その日の夕方、みちるは夕餉の支度をして父親の帰りを待っていた。
 みちるの住まいは祠の裏手にある。
 昔は本殿としていたが、瑞波家の隆盛に伴って本殿を更に開けた場所に移築したために取り残された社だ。
 最奥に雨龍の御方を模した装飾の柄が特徴的な神剣が祀られているだけの、粗末な社。
 今は奥宮と呼ぶそうだが、設えは普通の家屋とそう変わりは無い。否、一般的な家屋の方がもっと住み良いように改築されているはずだが、なまじ宮であったために人の生活にはあまり寄り添っていない作りになっている。
 開口部がやたらと広い出入口などその最たるものだ。風通しばかりが良く、寒い季節にはみちるも父も霜焼けが絶えない。
 板を打ち付けるなどすれば少しは変わるのだろうが、神々の出入口を塞ぐなど言語道断だと長に禁じられている。
 
「……信じていないくせに、こういう時ばかり神さまを使うのよね」
 
 野菜の切れ端を煮込んだ鍋がくつくつと煮えている。あかあかと鍋の底を舐める炎を眺めるたびに、みちるは異国のものでも見るかのような居心地の悪さを感じることがある。
 火に克つ水を司る家。
 能力は受け継がずとも、本能的な相性はみちるの中を巡っているのか。
 
「昼間のは、なんだったのかしら」
 
 決して応えぬ水面が、風を得てみちるの頬を濡らした。
 あの雫が、ひび割れかけていた心に一瞬で染み渡った。生まれて初めての感覚だった。
 みちるは頬に指を滑らせる。もうとっくに乾いてしまった肌だが、触れるたびにあの冷たさと温もりを感じることができる。
 
「水があたたかいなんて、おかしな話」
 
 ふ、と口元が綻んだ。ひとりでいる時に表情が動いたのは何年ぶりだろう。
 父親にも早く伝えたい。御加護の欠片でも、否、ひとしずくでも授かった証だろうか。これをきっかけに母のような雨巫女に近づけたら――
 急く気持ちを料理に切り替える。火にかけたままの鍋からはいい匂いが漂い始めていた。お玉からひとくち分を掬って小皿に移す。ふうふうと冷まして味見をすれば、舌に慣れたいつもの味だった。

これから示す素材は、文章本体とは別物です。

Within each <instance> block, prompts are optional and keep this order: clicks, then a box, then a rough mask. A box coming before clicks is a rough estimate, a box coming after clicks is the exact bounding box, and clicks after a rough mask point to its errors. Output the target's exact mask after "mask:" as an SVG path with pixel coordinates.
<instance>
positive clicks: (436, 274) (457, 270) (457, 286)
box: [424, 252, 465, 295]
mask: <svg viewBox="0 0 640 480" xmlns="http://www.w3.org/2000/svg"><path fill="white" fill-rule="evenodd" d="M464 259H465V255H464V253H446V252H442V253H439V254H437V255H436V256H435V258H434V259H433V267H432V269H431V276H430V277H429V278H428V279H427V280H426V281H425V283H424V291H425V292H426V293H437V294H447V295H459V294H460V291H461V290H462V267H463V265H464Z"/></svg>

 火から下ろして膳を整える。もうじき父親は帰ってくるはずだ。そうしたら何かが変わる気がする。何の根拠もない予感がみちるの背を押す。
 戸一枚隔てた外の気配がにわかに騒がしくなった。
 
「父様?」
 
 返事は無い。しかしひとの声の代わりに気配が妙にさざめいて肌をちりちりと焼くようだ。
 みちるの鼓動のように妙に弾んだそれに煽られて、それでも様子を伺いながらそっと戸を引いて――
 
「え?」
 
 そこにいたのは父親だった。
 しかし、いつものように手を挙げて「ただいま」と笑う姿ではない。
 頼りの杖も折れ曲がり――否、潰されたように地べたに倒れ込む姿そのものが折れ曲がっていた。
 
「あ……」
 
 それが父親の形をした物体なのだと、脳が認識するより先にみちるは腰を抜かしてへたりこんだ。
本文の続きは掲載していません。